Crate secureops_ipc

Expand description

§secureops-ipc

Unix-domain-socket JSON-RPC protocol and peer-credential authentication for the SecureOps control plane.

§Why this crate exists (PRODUCT.md A.3, A.4)

The privileged daemon (secureops-daemon) and the unprivileged clients (secureops-cli, the secureops-napi shim) talk over a unix domain socket. Per PRODUCT.md A.3 (“Process & privilege model”), the daemon does not trust a bearer token the agent could leak — instead it authenticates the connecting process’s uid/pid directly from the kernel via SO_PEERCRED (Linux) / LOCAL_PEERCRED (macOS). This module is the single shared definition of:

the request/response wire enums (IpcRequest / IpcResponse),
the peer-credential type (PeerCred) and its OS-specific reader (peer_cred),
the server (serve) and client (connect) skeletons.

Because both Ring 1 (napi) and Ring 2 (daemon) speak this protocol over the same socket, the wire format is a frozen contract (PRODUCT.md A.5): all enums derive serde with rename_all = "camelCase" / snake_case tags so the bytes are stable across the migration window.

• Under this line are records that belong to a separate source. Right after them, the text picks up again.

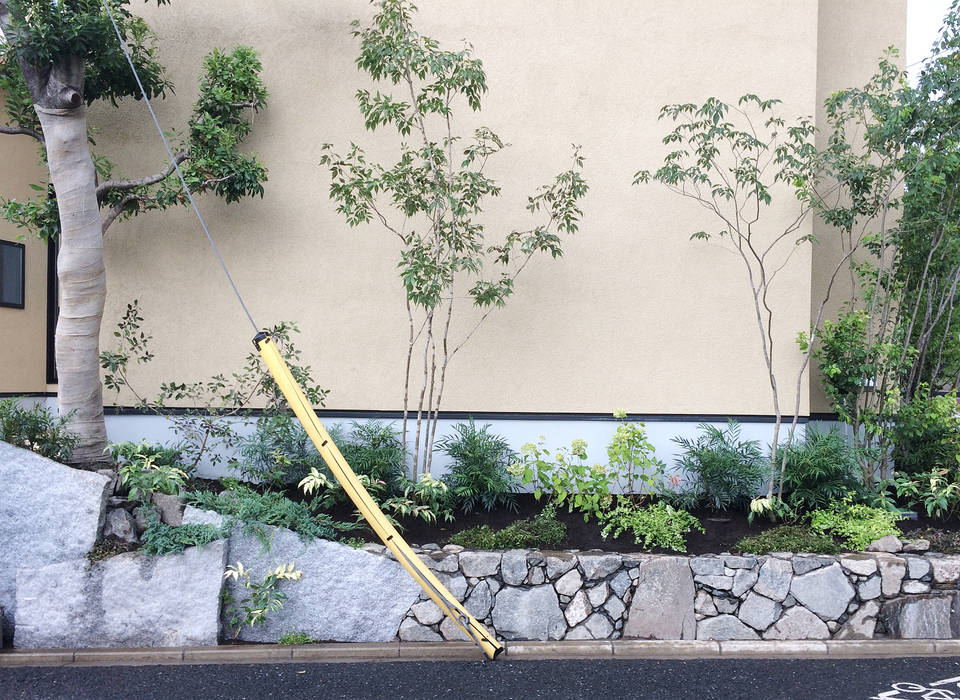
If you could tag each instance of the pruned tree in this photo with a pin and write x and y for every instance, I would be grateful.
(431, 201)
(58, 58)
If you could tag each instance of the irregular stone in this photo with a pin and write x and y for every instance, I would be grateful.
(120, 524)
(758, 612)
(620, 583)
(723, 628)
(532, 613)
(861, 624)
(480, 601)
(706, 566)
(916, 545)
(774, 579)
(48, 513)
(890, 544)
(926, 617)
(615, 608)
(480, 564)
(578, 609)
(598, 594)
(743, 581)
(892, 571)
(559, 563)
(916, 587)
(726, 606)
(945, 569)
(169, 507)
(410, 631)
(798, 623)
(917, 567)
(426, 612)
(599, 626)
(569, 583)
(869, 589)
(513, 567)
(345, 594)
(703, 604)
(599, 565)
(860, 564)
(130, 600)
(825, 592)
(662, 606)
(720, 583)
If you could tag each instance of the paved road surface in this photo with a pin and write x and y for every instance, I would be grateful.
(912, 678)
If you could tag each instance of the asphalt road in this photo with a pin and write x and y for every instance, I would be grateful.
(916, 678)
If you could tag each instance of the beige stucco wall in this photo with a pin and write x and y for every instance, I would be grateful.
(634, 315)
(23, 337)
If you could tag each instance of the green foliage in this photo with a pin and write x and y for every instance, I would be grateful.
(926, 433)
(856, 525)
(820, 469)
(721, 470)
(478, 474)
(146, 469)
(36, 429)
(788, 538)
(631, 455)
(162, 539)
(270, 508)
(542, 531)
(566, 477)
(264, 597)
(656, 525)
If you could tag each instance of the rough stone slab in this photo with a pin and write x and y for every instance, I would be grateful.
(798, 623)
(922, 617)
(533, 613)
(826, 591)
(345, 594)
(723, 628)
(662, 606)
(130, 600)
(48, 513)
(774, 579)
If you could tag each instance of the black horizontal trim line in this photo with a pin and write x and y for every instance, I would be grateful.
(484, 415)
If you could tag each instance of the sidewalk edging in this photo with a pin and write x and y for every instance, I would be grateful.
(335, 652)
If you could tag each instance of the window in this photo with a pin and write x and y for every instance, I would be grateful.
(12, 272)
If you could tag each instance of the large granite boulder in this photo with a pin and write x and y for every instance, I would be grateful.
(48, 513)
(131, 600)
(662, 605)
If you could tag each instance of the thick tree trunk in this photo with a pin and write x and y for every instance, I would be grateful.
(82, 278)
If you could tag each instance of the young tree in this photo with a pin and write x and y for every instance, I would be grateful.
(58, 58)
(432, 197)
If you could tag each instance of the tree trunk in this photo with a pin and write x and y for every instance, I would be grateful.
(82, 278)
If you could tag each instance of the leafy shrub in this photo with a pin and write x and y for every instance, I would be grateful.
(926, 433)
(566, 478)
(147, 468)
(788, 538)
(279, 452)
(631, 457)
(656, 525)
(37, 429)
(820, 469)
(160, 538)
(544, 530)
(250, 507)
(856, 525)
(721, 470)
(479, 476)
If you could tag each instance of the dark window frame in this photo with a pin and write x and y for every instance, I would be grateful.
(23, 275)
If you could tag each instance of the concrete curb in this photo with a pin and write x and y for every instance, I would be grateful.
(466, 651)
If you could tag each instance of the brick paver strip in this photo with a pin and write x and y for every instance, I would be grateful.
(516, 651)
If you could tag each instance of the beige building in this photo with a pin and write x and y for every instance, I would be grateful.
(634, 316)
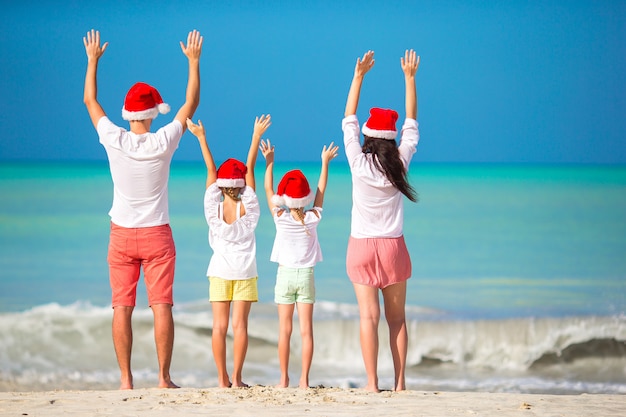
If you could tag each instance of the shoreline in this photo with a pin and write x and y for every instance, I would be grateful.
(264, 401)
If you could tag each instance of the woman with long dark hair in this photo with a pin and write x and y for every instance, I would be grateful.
(377, 256)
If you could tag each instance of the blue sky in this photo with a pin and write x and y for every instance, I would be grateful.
(512, 81)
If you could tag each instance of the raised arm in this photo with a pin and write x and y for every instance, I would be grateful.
(268, 153)
(410, 63)
(328, 154)
(260, 126)
(90, 96)
(199, 132)
(360, 69)
(192, 51)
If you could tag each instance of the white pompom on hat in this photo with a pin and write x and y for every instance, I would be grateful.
(143, 102)
(293, 190)
(231, 174)
(381, 124)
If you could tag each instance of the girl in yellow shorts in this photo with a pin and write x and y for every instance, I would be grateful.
(232, 212)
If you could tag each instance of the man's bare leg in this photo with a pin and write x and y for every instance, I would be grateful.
(164, 339)
(123, 343)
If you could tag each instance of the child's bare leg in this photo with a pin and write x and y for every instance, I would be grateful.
(221, 313)
(395, 298)
(305, 314)
(241, 310)
(285, 320)
(369, 312)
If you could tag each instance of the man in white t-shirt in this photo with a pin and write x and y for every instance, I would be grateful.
(140, 236)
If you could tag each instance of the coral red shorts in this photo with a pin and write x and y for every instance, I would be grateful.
(378, 262)
(130, 249)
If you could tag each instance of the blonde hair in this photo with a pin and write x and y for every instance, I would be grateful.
(232, 192)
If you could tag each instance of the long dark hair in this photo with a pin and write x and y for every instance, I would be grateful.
(387, 161)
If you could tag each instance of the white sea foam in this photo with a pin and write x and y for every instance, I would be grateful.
(70, 346)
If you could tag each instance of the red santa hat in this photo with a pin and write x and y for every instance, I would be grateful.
(143, 102)
(381, 124)
(293, 190)
(231, 174)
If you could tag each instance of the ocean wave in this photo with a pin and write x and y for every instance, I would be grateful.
(71, 345)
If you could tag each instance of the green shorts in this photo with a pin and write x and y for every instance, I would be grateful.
(294, 285)
(233, 289)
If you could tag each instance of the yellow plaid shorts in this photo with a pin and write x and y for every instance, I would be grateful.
(233, 289)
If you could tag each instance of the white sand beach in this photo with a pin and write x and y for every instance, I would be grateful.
(261, 401)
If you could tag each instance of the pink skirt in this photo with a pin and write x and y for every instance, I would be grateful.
(378, 262)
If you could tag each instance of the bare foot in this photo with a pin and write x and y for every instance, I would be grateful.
(284, 382)
(371, 388)
(126, 384)
(167, 384)
(224, 383)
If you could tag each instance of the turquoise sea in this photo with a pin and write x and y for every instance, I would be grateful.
(519, 281)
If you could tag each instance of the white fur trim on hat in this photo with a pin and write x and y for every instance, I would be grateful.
(152, 113)
(379, 134)
(289, 202)
(230, 182)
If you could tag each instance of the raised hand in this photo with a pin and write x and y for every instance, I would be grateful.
(409, 63)
(329, 153)
(363, 65)
(196, 129)
(267, 150)
(193, 49)
(261, 124)
(92, 45)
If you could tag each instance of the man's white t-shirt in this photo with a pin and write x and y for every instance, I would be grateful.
(140, 168)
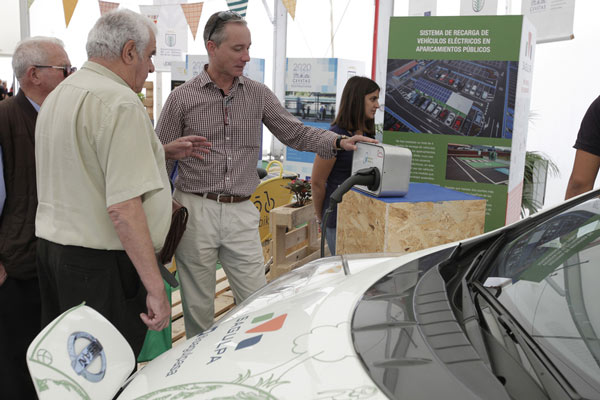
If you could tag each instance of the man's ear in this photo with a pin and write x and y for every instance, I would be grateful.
(129, 53)
(210, 47)
(32, 75)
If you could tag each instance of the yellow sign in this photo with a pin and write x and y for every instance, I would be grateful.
(269, 194)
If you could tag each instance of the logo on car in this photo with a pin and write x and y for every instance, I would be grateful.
(82, 360)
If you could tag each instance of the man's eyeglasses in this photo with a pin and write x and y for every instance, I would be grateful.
(223, 17)
(67, 69)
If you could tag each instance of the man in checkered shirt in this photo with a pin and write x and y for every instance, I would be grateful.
(229, 110)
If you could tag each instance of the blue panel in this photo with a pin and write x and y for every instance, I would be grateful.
(299, 156)
(425, 192)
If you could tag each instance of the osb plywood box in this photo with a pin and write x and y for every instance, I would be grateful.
(429, 215)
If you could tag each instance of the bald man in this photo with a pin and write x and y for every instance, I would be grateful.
(40, 64)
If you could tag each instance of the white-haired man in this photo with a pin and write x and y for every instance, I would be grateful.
(230, 110)
(40, 64)
(104, 196)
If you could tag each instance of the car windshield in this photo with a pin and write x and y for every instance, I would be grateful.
(549, 278)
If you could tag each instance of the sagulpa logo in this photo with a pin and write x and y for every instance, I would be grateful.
(478, 5)
(271, 325)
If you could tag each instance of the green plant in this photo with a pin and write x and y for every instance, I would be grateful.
(301, 190)
(537, 167)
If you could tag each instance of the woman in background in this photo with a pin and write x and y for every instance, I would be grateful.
(356, 116)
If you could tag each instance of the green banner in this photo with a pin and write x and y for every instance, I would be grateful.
(456, 38)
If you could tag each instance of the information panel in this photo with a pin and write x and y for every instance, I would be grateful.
(457, 95)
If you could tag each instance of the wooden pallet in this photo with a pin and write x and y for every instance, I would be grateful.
(223, 303)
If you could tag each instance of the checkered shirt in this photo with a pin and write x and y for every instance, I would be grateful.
(233, 125)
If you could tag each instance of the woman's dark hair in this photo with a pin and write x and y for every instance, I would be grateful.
(351, 115)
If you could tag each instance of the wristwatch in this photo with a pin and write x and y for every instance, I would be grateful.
(338, 142)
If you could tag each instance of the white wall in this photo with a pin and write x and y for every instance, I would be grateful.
(565, 76)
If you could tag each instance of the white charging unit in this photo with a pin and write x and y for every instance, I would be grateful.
(393, 163)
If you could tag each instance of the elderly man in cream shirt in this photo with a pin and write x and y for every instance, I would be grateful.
(104, 196)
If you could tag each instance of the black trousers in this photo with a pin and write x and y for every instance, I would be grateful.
(105, 279)
(19, 324)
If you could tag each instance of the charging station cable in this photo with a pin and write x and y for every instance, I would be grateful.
(369, 177)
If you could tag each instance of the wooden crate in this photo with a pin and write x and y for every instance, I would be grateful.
(429, 215)
(223, 303)
(295, 238)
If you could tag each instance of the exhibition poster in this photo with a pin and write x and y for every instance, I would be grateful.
(458, 94)
(312, 86)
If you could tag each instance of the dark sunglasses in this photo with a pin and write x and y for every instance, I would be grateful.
(223, 17)
(67, 69)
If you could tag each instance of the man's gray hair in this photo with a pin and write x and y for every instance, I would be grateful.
(218, 32)
(110, 33)
(33, 51)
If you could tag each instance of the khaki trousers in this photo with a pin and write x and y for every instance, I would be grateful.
(223, 231)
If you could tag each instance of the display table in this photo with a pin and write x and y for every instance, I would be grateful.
(429, 215)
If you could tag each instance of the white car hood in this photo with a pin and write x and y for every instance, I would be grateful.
(300, 332)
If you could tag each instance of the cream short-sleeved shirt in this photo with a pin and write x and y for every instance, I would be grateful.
(95, 147)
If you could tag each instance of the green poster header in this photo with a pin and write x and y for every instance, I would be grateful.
(456, 38)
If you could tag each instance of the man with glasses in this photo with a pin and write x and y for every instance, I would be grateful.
(229, 110)
(19, 288)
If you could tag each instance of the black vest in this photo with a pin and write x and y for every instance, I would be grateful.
(17, 223)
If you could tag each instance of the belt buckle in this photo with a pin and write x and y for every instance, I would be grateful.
(224, 195)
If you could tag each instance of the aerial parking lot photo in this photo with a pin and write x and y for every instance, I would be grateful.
(510, 314)
(475, 98)
(478, 163)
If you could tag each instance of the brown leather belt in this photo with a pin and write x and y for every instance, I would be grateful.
(223, 198)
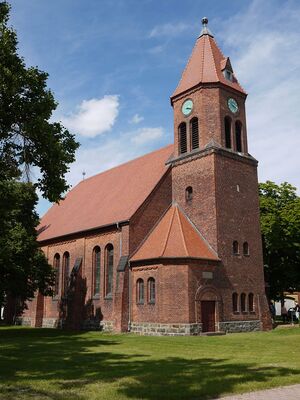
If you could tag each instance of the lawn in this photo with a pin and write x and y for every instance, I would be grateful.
(53, 364)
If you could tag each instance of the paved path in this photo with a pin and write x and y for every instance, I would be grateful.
(281, 393)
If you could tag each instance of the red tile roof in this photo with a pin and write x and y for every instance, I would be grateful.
(205, 66)
(109, 197)
(174, 236)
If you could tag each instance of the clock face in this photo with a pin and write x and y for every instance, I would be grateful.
(233, 105)
(187, 107)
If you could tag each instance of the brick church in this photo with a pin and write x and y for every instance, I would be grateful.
(168, 243)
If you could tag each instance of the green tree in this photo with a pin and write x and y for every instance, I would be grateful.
(280, 226)
(27, 139)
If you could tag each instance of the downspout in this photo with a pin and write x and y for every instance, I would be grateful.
(129, 297)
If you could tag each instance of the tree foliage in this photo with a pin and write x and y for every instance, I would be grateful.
(27, 138)
(26, 105)
(280, 225)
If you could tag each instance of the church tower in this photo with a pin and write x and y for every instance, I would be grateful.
(215, 178)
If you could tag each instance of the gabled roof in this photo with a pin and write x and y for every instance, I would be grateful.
(106, 198)
(205, 65)
(174, 236)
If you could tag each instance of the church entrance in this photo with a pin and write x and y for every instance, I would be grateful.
(208, 313)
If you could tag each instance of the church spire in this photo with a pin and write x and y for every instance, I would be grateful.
(205, 30)
(206, 65)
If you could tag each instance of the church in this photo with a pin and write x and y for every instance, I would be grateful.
(168, 243)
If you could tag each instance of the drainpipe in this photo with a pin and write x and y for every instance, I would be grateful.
(129, 297)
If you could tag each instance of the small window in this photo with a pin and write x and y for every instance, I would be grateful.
(227, 123)
(96, 270)
(140, 291)
(151, 290)
(65, 272)
(235, 247)
(109, 265)
(243, 302)
(238, 136)
(235, 302)
(56, 266)
(228, 75)
(251, 302)
(194, 130)
(182, 138)
(189, 193)
(246, 249)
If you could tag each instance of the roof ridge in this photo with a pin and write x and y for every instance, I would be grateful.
(168, 233)
(124, 163)
(181, 230)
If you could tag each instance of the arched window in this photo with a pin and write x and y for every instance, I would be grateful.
(109, 264)
(56, 266)
(243, 302)
(194, 131)
(238, 136)
(235, 302)
(96, 270)
(151, 290)
(140, 291)
(65, 272)
(251, 302)
(246, 249)
(189, 193)
(235, 247)
(227, 124)
(182, 138)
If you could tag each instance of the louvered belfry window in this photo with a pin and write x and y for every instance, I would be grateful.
(194, 129)
(182, 138)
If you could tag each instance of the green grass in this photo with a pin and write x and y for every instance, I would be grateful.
(52, 364)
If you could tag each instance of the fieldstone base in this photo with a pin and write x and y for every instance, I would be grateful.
(155, 329)
(24, 321)
(50, 323)
(240, 326)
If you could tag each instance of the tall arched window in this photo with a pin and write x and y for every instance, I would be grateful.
(227, 124)
(189, 193)
(235, 302)
(235, 247)
(251, 302)
(56, 266)
(109, 264)
(151, 290)
(65, 272)
(243, 302)
(238, 136)
(96, 270)
(140, 291)
(182, 138)
(246, 249)
(194, 131)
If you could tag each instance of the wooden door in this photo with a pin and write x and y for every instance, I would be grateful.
(208, 311)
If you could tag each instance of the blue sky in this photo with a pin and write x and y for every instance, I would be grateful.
(114, 64)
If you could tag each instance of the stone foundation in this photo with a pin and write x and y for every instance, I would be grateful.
(155, 329)
(240, 326)
(24, 321)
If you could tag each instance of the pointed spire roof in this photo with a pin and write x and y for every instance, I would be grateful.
(206, 65)
(174, 236)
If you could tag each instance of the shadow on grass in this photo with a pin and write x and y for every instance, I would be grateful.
(73, 361)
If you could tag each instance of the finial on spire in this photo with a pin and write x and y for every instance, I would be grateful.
(205, 30)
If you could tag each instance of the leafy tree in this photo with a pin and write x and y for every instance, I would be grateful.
(280, 225)
(27, 139)
(26, 105)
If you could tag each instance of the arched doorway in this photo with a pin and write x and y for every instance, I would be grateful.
(208, 306)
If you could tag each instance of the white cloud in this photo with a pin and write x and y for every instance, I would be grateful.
(136, 119)
(94, 116)
(265, 52)
(169, 29)
(145, 135)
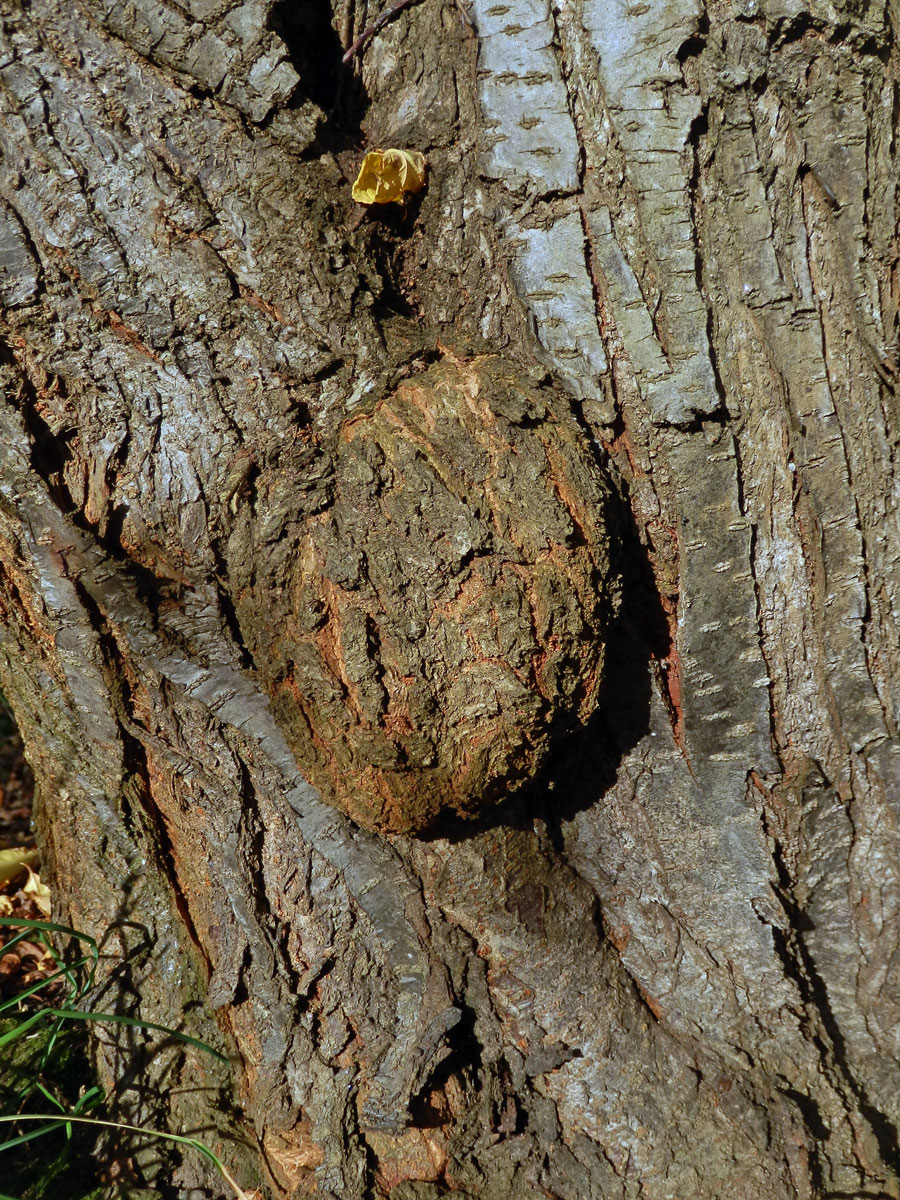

All transport bodies are fully implemented (peer_cred, serve, connect, request).

Structs§

AuditOptions: Options for running an audit (port of AuditOptions, minus context which is passed explicitly).
AuditReport: Full audit report — the top-level JSON document.
IpcClient: A connected client handle to the daemon’s control socket.
MonitorAlert: A monitor alert emitted onto the AlertBus and persisted to SQLite.
MonitorStatus: Snapshot of a monitor’s state.
PeerCred: Kernel-reported identity of the process on the other end of the socket.

Enums§

IpcError: Errors raised while framing, transporting, or authenticating IPC messages.
IpcRequest: A request sent from a client (cli / napi) to the daemon over the socket.
IpcResponse: A response (or pushed event) sent from the daemon back to a client.

Traits§

IpcHandler: Server-side request handler implemented by secureops-daemon.

Functions§

connect: Connect to the daemon control socket at path (PRODUCT.md A.4).
peer_cred: Read the peer credentials of a connected unix-socket stream (PRODUCT.md A.3).
serve: Bind a UnixListener at path and serve newline-delimited JSON-RPC until the listener is dropped. Each connection is authenticated via peer_cred and dispatched through handler (PRODUCT.md A.3/A.4/B.4).

Type Aliases§

IpcResult: Convenience result alias for IPC transport operations.